Prior to Wilkinson, almost all manufactured goods were made “in-house” by individuals. By that I mean that each product – and all the component parts therein – were either made by the manufacturer or someone local to him. Take a cabinetmaker, for example. It’s entirely possible that a cabinetmaker would have made all of his tools himself, as well as all of the component parts of a cabinet, such as the nails. And when he made those nails, he might make them the length of his pinky finger or as thick as his favorite book – or any other measure he chose. He might have “outsourced” his nail production to a local blacksmith, but that blacksmith was just as likely to use some other non-standard measure (such as the diameter of a coin) to determine the length of a nail. And, of course, a cabinetmaker or blacksmith in another town might use an altogether different measure to make his nails.
Of course there were large factories, especially when it came to complex products like carriages. Making a carriage required a blacksmith, a slew of carpenters and an upholsterer at a minimum. But a factory like this was more like a collection of tradesmen working under one roof than the single entity we think of today. If an upholsterer were to leave the factory, his replacement might have completely different tools and components than his predecessor. Of course, the factory owner had the ultimate say in the quality and appearance of his products, but by and large the tradesmen were left alone to do what they did best. And most of the time, “their best” was close enough.

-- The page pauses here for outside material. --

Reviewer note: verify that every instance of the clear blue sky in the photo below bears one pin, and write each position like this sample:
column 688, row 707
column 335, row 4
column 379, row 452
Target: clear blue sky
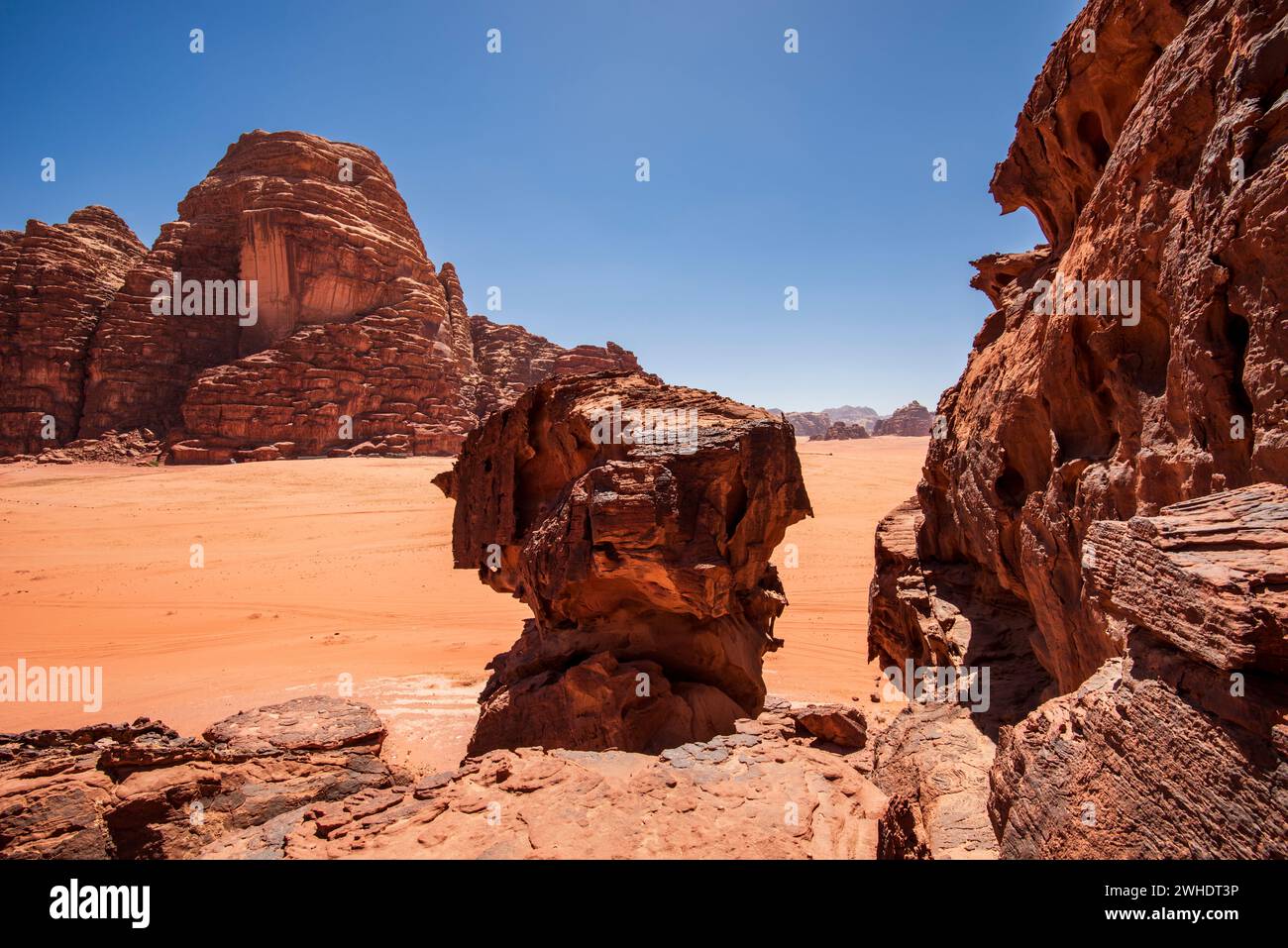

Unfortunately, “close enough” won’t cut it when it comes to making cannon. And back in the eighteenth century, soldiers had to worry about dying from their own cannons exploding as much as from enemy fire. Wilkinson’s foundry was one of the first to use one of James Watt’s new and improved steam engines to power the blowers and hammers. But then Wilkinson did something revolutionary: he used the steam engine to create a new type of boring machine that machined the cannon to within fantastic tolerances – millimeters to be exact… very exact. Such accuracy was almost unheard of back in those days, and it didn’t take Wilkinson long to figure out that he could make interchangeable parts for cannon and many other products. So if something broke, one could simply have a stash of spares on hand that could be easily swapped out… instead of having to track down the craftsman that originally made the part or hire a new craftsman to reverse-engineer the part.

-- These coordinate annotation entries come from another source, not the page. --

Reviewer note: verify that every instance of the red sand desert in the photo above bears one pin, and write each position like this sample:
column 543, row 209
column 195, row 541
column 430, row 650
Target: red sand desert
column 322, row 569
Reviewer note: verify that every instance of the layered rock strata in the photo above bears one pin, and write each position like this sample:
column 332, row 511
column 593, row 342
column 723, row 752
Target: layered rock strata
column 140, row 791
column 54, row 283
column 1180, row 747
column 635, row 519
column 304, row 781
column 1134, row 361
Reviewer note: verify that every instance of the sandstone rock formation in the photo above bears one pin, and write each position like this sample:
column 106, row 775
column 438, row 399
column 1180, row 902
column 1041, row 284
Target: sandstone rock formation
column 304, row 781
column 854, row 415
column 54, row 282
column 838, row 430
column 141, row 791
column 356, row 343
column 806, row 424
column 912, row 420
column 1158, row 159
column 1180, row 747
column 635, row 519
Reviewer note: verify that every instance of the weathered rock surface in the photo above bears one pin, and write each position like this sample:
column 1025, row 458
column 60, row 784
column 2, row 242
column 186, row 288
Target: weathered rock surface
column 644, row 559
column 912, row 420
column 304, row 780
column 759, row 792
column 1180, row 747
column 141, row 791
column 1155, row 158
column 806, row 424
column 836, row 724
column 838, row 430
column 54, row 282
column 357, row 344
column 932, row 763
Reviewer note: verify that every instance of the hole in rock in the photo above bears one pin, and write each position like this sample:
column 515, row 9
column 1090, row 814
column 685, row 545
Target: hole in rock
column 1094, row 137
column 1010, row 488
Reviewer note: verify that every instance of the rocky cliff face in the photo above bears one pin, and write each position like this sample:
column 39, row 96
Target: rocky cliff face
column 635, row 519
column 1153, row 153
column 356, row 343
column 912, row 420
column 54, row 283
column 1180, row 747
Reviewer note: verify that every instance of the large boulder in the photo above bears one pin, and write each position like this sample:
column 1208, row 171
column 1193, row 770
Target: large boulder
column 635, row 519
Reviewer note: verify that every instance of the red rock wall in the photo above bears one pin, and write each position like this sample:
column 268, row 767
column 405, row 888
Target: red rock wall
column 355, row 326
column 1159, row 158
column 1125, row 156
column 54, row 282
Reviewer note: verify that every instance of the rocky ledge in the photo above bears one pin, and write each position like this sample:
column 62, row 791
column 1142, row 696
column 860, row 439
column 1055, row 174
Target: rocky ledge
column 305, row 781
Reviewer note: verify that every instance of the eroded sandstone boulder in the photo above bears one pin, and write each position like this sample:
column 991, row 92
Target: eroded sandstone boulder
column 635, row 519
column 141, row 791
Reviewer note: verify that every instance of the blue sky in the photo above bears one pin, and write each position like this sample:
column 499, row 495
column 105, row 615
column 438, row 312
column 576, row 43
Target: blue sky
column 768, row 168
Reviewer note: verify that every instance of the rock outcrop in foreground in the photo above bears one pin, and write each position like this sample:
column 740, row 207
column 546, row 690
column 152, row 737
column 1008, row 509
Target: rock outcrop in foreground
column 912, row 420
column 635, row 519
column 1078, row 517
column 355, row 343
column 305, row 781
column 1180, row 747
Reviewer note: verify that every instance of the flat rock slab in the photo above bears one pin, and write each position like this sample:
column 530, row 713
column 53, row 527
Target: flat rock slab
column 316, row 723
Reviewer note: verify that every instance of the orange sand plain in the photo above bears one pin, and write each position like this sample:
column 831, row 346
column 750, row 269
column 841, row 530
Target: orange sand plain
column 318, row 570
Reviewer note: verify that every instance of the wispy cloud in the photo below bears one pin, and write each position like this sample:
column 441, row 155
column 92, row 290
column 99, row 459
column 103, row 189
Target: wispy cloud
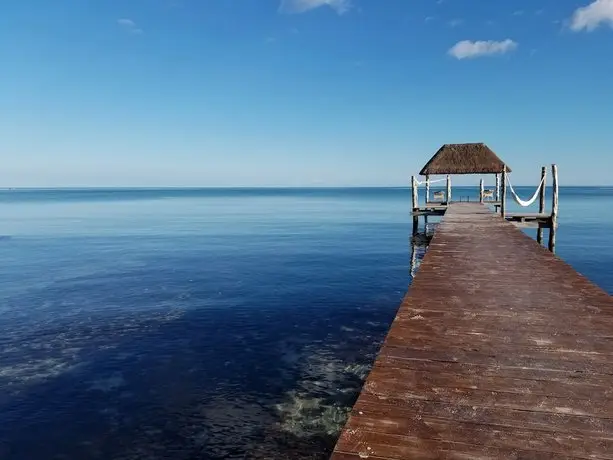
column 129, row 26
column 301, row 6
column 593, row 15
column 466, row 49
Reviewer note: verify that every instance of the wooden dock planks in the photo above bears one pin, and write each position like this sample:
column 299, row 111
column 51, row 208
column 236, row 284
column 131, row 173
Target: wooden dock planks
column 500, row 350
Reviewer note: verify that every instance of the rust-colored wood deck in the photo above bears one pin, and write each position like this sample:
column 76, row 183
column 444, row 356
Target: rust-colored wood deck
column 500, row 350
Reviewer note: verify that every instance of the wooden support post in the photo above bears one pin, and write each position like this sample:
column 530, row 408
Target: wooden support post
column 413, row 263
column 503, row 187
column 539, row 232
column 497, row 187
column 448, row 190
column 554, row 209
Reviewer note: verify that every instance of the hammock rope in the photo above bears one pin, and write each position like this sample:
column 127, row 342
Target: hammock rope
column 516, row 197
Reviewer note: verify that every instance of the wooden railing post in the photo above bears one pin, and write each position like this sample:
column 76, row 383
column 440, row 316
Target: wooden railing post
column 497, row 187
column 554, row 209
column 414, row 197
column 539, row 232
column 503, row 201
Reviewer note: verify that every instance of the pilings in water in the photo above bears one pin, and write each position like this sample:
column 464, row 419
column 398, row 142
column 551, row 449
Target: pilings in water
column 539, row 232
column 503, row 201
column 448, row 189
column 497, row 187
column 414, row 204
column 448, row 382
column 554, row 209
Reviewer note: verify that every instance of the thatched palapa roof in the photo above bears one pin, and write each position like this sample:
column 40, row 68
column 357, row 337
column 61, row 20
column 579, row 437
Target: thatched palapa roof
column 464, row 159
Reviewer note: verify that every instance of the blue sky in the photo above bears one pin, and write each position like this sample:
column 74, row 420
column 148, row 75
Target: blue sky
column 300, row 92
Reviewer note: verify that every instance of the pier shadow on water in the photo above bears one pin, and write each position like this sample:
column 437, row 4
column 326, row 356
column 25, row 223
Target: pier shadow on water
column 210, row 382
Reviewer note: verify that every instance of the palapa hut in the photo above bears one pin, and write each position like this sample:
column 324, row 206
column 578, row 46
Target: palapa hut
column 472, row 158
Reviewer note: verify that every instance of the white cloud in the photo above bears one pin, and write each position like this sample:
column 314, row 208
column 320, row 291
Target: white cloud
column 129, row 26
column 591, row 16
column 469, row 49
column 301, row 6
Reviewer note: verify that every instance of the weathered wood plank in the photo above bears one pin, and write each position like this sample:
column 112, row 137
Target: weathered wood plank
column 500, row 350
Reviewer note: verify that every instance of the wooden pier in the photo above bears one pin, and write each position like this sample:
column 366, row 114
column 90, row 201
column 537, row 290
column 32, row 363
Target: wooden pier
column 500, row 350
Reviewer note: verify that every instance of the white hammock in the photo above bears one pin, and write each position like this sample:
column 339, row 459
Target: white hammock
column 518, row 200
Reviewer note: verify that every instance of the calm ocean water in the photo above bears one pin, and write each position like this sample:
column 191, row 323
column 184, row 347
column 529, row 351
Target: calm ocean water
column 212, row 324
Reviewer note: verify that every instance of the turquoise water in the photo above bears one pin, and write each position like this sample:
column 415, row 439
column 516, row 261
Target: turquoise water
column 156, row 324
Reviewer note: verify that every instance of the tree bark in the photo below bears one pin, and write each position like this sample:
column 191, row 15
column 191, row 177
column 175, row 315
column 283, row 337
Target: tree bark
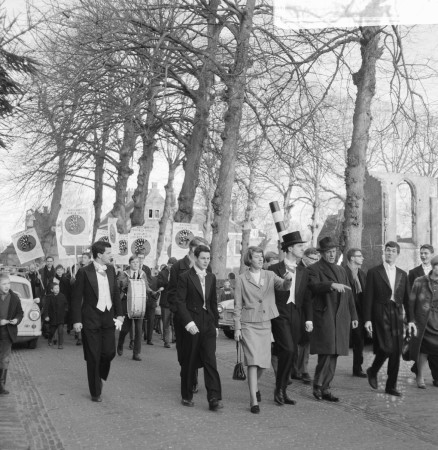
column 169, row 204
column 365, row 80
column 203, row 100
column 236, row 91
column 123, row 174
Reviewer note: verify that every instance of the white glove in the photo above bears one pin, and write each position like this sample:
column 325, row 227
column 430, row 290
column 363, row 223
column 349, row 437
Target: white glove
column 118, row 323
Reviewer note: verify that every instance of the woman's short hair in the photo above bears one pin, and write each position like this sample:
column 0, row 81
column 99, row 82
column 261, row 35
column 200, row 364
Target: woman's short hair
column 248, row 255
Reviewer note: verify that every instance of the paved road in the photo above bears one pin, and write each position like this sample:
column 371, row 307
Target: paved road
column 141, row 409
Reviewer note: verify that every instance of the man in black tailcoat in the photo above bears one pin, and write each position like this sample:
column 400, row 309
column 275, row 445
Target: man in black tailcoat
column 95, row 304
column 386, row 293
column 292, row 306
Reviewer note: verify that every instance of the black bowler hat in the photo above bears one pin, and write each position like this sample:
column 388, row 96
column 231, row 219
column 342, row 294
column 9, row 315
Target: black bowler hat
column 326, row 244
column 290, row 239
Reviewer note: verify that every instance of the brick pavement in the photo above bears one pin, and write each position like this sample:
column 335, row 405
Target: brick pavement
column 141, row 407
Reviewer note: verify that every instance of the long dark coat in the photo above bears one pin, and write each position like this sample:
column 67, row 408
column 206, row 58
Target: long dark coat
column 331, row 323
column 377, row 303
column 420, row 300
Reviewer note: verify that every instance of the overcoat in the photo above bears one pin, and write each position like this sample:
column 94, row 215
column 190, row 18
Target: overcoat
column 420, row 300
column 333, row 311
column 377, row 306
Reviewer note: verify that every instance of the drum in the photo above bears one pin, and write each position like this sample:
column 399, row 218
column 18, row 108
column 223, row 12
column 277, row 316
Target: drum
column 136, row 298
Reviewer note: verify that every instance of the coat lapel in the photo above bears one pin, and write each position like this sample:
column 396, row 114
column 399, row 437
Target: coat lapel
column 90, row 270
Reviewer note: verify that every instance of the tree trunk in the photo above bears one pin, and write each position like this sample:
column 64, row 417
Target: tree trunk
column 236, row 91
column 167, row 213
column 365, row 80
column 203, row 101
column 123, row 174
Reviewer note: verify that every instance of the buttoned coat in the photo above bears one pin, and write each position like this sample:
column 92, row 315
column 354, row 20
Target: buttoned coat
column 256, row 302
column 377, row 306
column 333, row 311
column 420, row 300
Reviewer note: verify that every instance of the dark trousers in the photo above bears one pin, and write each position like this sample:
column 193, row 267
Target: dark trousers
column 99, row 350
column 128, row 324
column 357, row 340
column 196, row 349
column 325, row 371
column 57, row 328
column 149, row 321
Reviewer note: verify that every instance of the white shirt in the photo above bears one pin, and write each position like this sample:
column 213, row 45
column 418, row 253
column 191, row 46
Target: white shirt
column 391, row 272
column 291, row 268
column 104, row 302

Gunsmiths were the next to jump on Wilkinson’s bandwagon. Although the British army had been using “standardized” muskets for years, the fact that most of the parts were machined by hand meant that many parts that should have been interchangeable were not. If a part broke on a soldier’s musket, it wasn’t uncommon for him to have to try up to five different replacement parts to find one that actually worked… even though they were supposed to be the exact same part. The techniques pioneered by Wilkinson meant that gun parts should be replicated to within a couple of millimeters of spec, and any part would work in any gun.

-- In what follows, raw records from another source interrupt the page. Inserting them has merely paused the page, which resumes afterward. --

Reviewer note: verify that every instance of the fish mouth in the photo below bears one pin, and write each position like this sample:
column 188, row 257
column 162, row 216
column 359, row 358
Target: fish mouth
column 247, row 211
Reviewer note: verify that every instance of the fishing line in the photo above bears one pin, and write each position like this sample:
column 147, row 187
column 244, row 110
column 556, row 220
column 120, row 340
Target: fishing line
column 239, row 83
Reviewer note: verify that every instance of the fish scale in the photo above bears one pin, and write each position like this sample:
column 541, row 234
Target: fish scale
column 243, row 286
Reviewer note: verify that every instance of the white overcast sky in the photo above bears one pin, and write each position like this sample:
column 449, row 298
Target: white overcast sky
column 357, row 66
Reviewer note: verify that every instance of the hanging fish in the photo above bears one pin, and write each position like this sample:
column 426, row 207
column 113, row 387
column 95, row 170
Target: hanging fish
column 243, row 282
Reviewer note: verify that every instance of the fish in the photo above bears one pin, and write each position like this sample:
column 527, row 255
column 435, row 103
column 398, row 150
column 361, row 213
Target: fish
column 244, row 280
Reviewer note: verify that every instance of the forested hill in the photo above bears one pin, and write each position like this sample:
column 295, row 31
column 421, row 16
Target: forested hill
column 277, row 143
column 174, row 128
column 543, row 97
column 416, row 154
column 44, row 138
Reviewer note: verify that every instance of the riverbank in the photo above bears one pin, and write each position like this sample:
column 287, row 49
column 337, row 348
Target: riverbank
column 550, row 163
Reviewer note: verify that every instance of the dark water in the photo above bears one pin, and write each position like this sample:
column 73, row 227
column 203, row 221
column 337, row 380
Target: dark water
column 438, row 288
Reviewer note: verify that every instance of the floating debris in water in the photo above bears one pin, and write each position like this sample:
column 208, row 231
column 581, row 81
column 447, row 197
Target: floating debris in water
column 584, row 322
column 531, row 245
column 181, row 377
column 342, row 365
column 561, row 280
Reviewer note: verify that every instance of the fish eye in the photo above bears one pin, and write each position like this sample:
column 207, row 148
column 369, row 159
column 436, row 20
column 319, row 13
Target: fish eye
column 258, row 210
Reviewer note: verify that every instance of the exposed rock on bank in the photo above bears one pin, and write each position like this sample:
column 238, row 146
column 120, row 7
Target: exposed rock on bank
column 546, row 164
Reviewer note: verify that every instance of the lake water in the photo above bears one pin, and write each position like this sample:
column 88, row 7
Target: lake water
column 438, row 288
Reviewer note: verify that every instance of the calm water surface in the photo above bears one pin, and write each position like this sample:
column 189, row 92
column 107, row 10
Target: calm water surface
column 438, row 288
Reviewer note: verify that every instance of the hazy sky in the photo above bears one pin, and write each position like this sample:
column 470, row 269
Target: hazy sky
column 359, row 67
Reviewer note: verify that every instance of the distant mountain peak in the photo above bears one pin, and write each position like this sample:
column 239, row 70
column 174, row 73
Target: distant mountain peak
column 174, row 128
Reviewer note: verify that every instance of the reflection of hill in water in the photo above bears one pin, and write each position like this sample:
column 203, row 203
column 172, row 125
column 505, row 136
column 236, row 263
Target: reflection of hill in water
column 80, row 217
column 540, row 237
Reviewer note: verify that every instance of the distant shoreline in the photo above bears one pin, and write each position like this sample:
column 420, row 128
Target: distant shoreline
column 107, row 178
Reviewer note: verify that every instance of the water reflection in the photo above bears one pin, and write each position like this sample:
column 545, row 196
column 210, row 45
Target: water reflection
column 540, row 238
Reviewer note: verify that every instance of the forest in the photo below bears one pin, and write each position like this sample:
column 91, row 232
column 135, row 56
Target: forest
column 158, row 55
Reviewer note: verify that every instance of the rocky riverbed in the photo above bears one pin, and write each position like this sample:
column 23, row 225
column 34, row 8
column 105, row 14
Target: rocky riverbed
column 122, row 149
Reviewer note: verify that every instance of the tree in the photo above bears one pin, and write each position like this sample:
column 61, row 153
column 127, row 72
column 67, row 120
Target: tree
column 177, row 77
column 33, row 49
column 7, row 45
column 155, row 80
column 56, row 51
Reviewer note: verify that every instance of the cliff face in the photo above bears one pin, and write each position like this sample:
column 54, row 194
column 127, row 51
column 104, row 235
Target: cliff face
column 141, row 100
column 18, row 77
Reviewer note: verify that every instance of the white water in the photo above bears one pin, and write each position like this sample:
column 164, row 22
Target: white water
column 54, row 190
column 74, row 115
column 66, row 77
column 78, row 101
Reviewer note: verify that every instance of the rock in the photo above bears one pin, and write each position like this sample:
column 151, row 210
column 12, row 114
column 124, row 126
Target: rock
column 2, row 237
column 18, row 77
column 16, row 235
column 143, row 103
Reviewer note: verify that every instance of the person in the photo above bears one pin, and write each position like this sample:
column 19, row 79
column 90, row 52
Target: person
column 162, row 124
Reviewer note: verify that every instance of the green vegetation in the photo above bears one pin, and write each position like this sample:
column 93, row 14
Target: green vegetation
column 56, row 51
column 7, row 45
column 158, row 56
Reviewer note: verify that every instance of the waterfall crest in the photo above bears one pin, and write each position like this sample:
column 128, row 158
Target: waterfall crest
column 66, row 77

Other products would eventually join Wilkinson’s revolution. Pocket watches, for example, were once playthings of the superrich. Once large scale production began, their accuracy increased and their price dropped, such that they were a more or less common item within 50 years.
There’s an interesting postscript to this story: “Iron Mad” Wilkinson was a believer of (and major investor in) The Iron Bridge in Shropshire, England. It was built in 1779 and was the first major iron bridge in the world. The Iron Bridge would be the direct inspiration behind the future iron bridge in Newcastle and its bigger brother in Sydney Harbor. The Newcastle Bridge is pictured on the Newcastle Brown Ale label… so if you’re tipping back a few this holiday weekend, think of John Wilkinson and how he changed the world!